Cache flushing in the constructors

I've been struggling with these thoughts lately, and am curious how the boost "class" writers deal with it, or if there's any problem at all to begin with. If I want to write a boost class that's going to be compiled for all the supported CPU types, do I have to perform a core-cache flush at the end of my class constructors? I know that there are the "Strong Memory Model" CPU's out there, like the Intel x86 cores, that auto-magically take care of cache-coherency for you, and the "Weak Memory Model" CPU's where the code has to do all of the work for cache-coherency. When developing a boost class that's going to be an object that's used in multi-threaded applications; do these classes use some BOOST utility to performs cache flushes on the newly constructed objects, or am I just thinking about this in the wrong way, which I'm starting to believe is true. I'm new to thinking about these things, and my head hurts! Your views would be appreciated. Thanks, -Sid

Sid Sacek wrote:
If I want to write a boost class that's going to be compiled for all the supported CPU types, do I have to perform a core-cache flush at the end of my class constructors?
Why would you need to worry about such a thing?
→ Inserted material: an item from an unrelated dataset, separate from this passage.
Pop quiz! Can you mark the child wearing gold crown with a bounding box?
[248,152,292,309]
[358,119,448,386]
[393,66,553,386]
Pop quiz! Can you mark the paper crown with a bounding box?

That's the responsibility of the compiler/hardware. There may be some esoteric cases, in extremely low level libraries where this may be important, but I doubt whether 99% of C++ classes need anything of the sort you describe. _____ Rob Stewart robert.stewart@sig.com Software Engineer, Core Software using std::disclaimer; Susquehanna International Group, LLP http://www.sig.com IMPORTANT: The information contained in this email and/or its attachments is confidential. If you are not the intended recipient, please notify the sender immediately by reply and immediately delete this message and all its attachments. Any review, use, reproduction, disclosure or dissemination of this message or any attachment by an unintended recipient is strictly prohibited. Neither this message nor any attachment is intended as or should be construed as an offer, solicitation or recommendation to buy or sell any security or other financial instrument. Neither the sender, his or her employer nor any of their respective affiliates makes any warranties as to the completeness or accuracy of any of the information contained herein or that this message or any of its attachments is free of viruses.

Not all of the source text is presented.